伊弉諾尊と伊弉冊尊
古事記では、伊邪那岐神と古事記:伊邪那美神
日本書紀では、伊弉諾尊と伊弉冊尊
さて、この神々について記さなければ、先に進めない。
神代物語で最初の重要な神々である。
実は、ここ2週間あまり記述が止まったのは、この2神についてどこまで触れるべきか
考えあぐねていたのである。(特に伊弉冊尊)
詳細は、著作に委ねる事とし、概説だけはしておく。
「イザ」という共通の接頭辞は、始まりを表している。
つまり、この列島神話の始まりを示しているのである。
「ナギ」と「ナミ」はすなわち、凪と波である。
「ナキ」と清音で記されるのは尊ばれたからである。
これら2神は、海洋民の親神として象徴されているのである。
その一方で、これら2神の説話、伝承は、具体的である。

この2神は、人神であり、抽象化され象徴化されて、今呼ばれる名が付けられている。
本来の神名は異なるのである。
この2神は、鳴門海峡周辺部を出自としている。
伊弉諾尊は、淡路島、より具体的には、一宮町。
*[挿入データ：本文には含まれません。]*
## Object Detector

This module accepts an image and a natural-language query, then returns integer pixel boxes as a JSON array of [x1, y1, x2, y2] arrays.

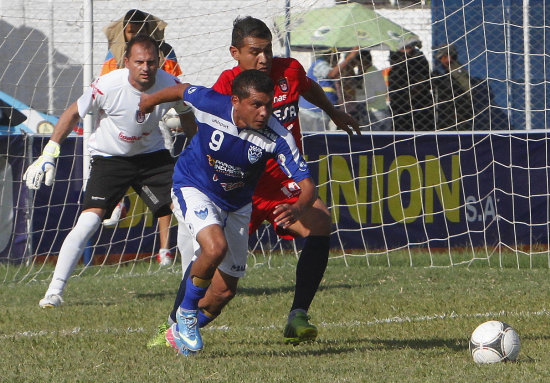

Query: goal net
[[0, 0, 550, 282]]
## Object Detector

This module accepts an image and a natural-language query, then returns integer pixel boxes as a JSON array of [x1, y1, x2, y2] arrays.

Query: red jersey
[[212, 57, 311, 182], [212, 57, 312, 239]]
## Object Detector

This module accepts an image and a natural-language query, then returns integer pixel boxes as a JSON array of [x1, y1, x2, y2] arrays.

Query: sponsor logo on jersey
[[273, 94, 287, 104], [248, 145, 262, 164], [220, 181, 244, 191], [118, 132, 143, 142], [194, 205, 208, 220], [281, 181, 302, 198], [278, 77, 288, 92], [136, 110, 145, 124], [206, 154, 246, 178]]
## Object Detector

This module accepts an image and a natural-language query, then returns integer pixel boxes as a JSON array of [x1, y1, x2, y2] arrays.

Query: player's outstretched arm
[[23, 102, 80, 190], [302, 81, 361, 136], [273, 178, 317, 229], [139, 83, 190, 113]]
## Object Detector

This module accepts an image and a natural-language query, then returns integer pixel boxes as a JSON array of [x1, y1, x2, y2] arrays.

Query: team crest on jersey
[[248, 145, 262, 164], [194, 205, 208, 220], [279, 77, 288, 92], [136, 110, 145, 124]]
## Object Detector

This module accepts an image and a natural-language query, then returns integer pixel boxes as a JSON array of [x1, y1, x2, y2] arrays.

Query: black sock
[[290, 235, 330, 312], [170, 262, 193, 322]]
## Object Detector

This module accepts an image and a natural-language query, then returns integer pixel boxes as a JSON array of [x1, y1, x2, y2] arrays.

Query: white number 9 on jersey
[[208, 130, 223, 151]]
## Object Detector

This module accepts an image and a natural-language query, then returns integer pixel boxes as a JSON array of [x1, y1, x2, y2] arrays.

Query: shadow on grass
[[208, 335, 550, 363]]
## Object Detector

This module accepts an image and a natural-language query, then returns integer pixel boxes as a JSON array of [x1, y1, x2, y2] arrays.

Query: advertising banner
[[304, 132, 549, 249], [0, 131, 550, 263]]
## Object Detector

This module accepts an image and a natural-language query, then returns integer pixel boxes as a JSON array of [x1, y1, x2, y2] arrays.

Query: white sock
[[178, 222, 198, 277], [46, 212, 101, 296]]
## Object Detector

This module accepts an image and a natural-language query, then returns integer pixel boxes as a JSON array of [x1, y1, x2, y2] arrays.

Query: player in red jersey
[[148, 17, 361, 346]]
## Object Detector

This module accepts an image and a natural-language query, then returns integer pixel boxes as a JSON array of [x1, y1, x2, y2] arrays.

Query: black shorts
[[82, 150, 174, 217]]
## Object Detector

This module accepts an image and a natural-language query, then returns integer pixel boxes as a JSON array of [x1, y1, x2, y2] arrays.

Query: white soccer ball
[[470, 320, 520, 363]]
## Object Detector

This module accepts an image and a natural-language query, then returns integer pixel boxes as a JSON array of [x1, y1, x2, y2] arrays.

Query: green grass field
[[0, 256, 550, 383]]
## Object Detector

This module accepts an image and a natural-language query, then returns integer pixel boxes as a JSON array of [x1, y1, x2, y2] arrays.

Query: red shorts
[[248, 172, 302, 239]]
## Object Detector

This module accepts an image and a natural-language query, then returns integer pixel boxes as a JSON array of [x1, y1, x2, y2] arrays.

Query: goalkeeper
[[23, 35, 196, 308], [100, 9, 182, 266]]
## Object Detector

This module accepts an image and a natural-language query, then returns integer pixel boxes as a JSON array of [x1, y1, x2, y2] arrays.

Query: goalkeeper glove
[[23, 140, 60, 190]]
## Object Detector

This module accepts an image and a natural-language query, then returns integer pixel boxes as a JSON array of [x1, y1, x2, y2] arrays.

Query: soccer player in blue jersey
[[140, 70, 317, 354]]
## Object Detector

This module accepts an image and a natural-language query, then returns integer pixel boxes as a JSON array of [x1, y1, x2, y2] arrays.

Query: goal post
[[0, 0, 550, 282]]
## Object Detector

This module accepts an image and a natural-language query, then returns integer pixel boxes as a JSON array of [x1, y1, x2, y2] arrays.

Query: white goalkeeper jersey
[[77, 69, 181, 157]]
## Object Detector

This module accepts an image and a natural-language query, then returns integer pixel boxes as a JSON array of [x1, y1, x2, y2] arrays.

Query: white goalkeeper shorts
[[172, 187, 252, 278]]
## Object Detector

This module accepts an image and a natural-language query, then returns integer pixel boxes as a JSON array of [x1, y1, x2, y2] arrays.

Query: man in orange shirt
[[100, 9, 185, 266]]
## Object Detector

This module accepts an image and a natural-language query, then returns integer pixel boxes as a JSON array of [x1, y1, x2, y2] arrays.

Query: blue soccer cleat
[[165, 323, 195, 356], [176, 307, 202, 352]]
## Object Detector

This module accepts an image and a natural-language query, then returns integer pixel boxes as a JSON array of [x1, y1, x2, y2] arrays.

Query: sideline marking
[[5, 309, 550, 339]]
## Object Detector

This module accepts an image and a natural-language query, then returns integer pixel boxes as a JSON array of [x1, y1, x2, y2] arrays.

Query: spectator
[[99, 9, 182, 76], [100, 9, 190, 266], [432, 44, 490, 130], [298, 50, 357, 132], [388, 40, 434, 131], [352, 50, 392, 130]]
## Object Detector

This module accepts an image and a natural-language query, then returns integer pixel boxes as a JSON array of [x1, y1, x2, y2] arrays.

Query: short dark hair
[[124, 33, 159, 58], [359, 49, 372, 62], [231, 69, 274, 100], [231, 16, 273, 48], [122, 9, 148, 28]]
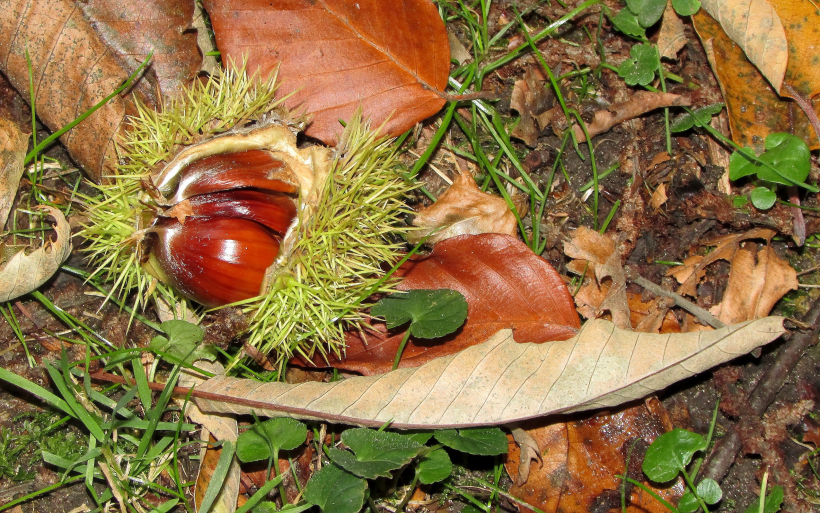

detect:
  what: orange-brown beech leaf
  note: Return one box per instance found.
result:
[0,0,139,181]
[204,0,450,145]
[329,234,581,375]
[407,173,518,245]
[193,316,785,429]
[564,226,632,329]
[78,0,202,104]
[505,400,684,513]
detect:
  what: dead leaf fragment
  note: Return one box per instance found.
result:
[189,317,784,429]
[204,0,450,145]
[564,226,632,329]
[0,205,71,302]
[0,118,28,227]
[407,173,518,245]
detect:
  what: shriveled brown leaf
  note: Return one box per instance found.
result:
[0,205,71,302]
[0,0,139,181]
[189,317,784,429]
[78,0,202,104]
[572,91,692,142]
[407,173,518,244]
[505,404,684,513]
[657,0,686,59]
[204,0,450,145]
[564,226,632,329]
[701,0,789,91]
[0,118,28,227]
[320,234,580,375]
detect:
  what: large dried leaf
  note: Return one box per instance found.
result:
[0,205,71,302]
[0,0,139,181]
[0,118,28,227]
[204,0,450,144]
[189,317,784,429]
[407,173,518,245]
[701,0,789,91]
[330,234,580,375]
[78,0,202,104]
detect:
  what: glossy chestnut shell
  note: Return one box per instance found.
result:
[148,150,298,308]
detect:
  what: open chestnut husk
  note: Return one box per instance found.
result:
[81,69,412,363]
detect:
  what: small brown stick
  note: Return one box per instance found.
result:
[698,300,820,482]
[625,267,726,329]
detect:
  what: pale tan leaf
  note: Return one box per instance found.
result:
[701,0,789,91]
[407,173,518,244]
[0,205,71,302]
[189,317,784,429]
[0,118,28,227]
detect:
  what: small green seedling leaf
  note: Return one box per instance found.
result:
[643,429,706,483]
[434,428,508,456]
[626,0,666,28]
[236,417,307,463]
[418,449,453,484]
[749,187,777,210]
[697,477,723,504]
[328,428,424,479]
[743,486,783,513]
[672,0,700,16]
[611,9,646,39]
[305,463,367,513]
[370,289,467,338]
[148,321,217,363]
[669,103,724,132]
[618,44,658,86]
[729,132,811,185]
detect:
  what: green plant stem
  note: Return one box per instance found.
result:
[392,328,410,370]
[23,50,154,165]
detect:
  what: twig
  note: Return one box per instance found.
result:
[625,267,726,329]
[698,294,820,482]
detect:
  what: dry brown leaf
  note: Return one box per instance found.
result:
[189,317,784,429]
[0,118,28,227]
[407,173,518,245]
[0,0,138,181]
[204,0,450,145]
[0,205,71,302]
[657,0,686,59]
[701,0,788,91]
[564,226,632,329]
[506,404,684,513]
[572,91,692,142]
[77,0,202,101]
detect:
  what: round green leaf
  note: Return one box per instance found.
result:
[643,429,706,483]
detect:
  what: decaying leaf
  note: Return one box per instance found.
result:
[0,205,71,302]
[564,226,632,329]
[0,0,138,181]
[668,228,798,324]
[505,404,684,513]
[204,0,450,145]
[407,173,518,245]
[189,317,784,429]
[701,0,789,91]
[326,234,580,375]
[0,118,28,227]
[572,91,692,142]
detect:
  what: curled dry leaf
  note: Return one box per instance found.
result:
[572,91,692,142]
[564,226,632,329]
[0,205,71,302]
[189,317,784,429]
[407,173,518,245]
[0,118,28,227]
[204,0,450,145]
[324,234,580,375]
[0,0,138,181]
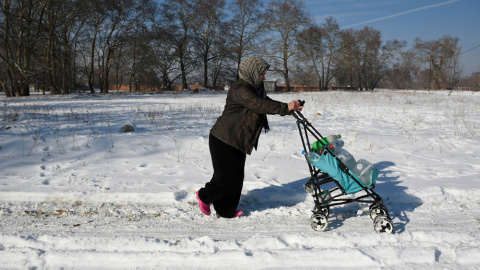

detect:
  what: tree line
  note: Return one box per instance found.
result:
[0,0,476,96]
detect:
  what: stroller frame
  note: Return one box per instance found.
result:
[292,106,393,233]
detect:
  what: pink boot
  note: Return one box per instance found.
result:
[217,210,243,218]
[233,210,243,217]
[197,191,210,216]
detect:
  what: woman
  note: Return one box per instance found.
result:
[197,57,303,218]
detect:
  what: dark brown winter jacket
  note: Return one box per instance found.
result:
[210,80,290,155]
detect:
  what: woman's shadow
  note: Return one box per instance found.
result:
[240,161,422,233]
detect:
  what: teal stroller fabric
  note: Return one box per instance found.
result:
[310,151,378,194]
現「伊弉諾神社」
伊弉冊尊は、阿波国、徳島県美馬町、現「伊邪那美神社」がそれぞれの生誕地である。
婚姻の後、別離し、伊弉諾尊は九州へ、伊弉冊尊は出雲に転居した。
この間の物語が夜見の国の神話である。
伊弉諾尊の終焉地は、琵琶湖畔、現「多賀神社」であり、
伊弉冊尊の終焉地は、出雲、現「久米神社」である。

これら2神は、重要な人神であるにもかかわらず、記紀ではそれを隠している。
その理由は、現天皇家がこれら2神の直系系譜下に無いためである。
伊弉諾尊については、書紀一書2として、注目すべき記述がある。
国常立尊ー天鏡尊ー天万尊ー沫蕩尊ー伊弉諾尊、という系譜である。
不明の沫蕩尊を除いては、別記する。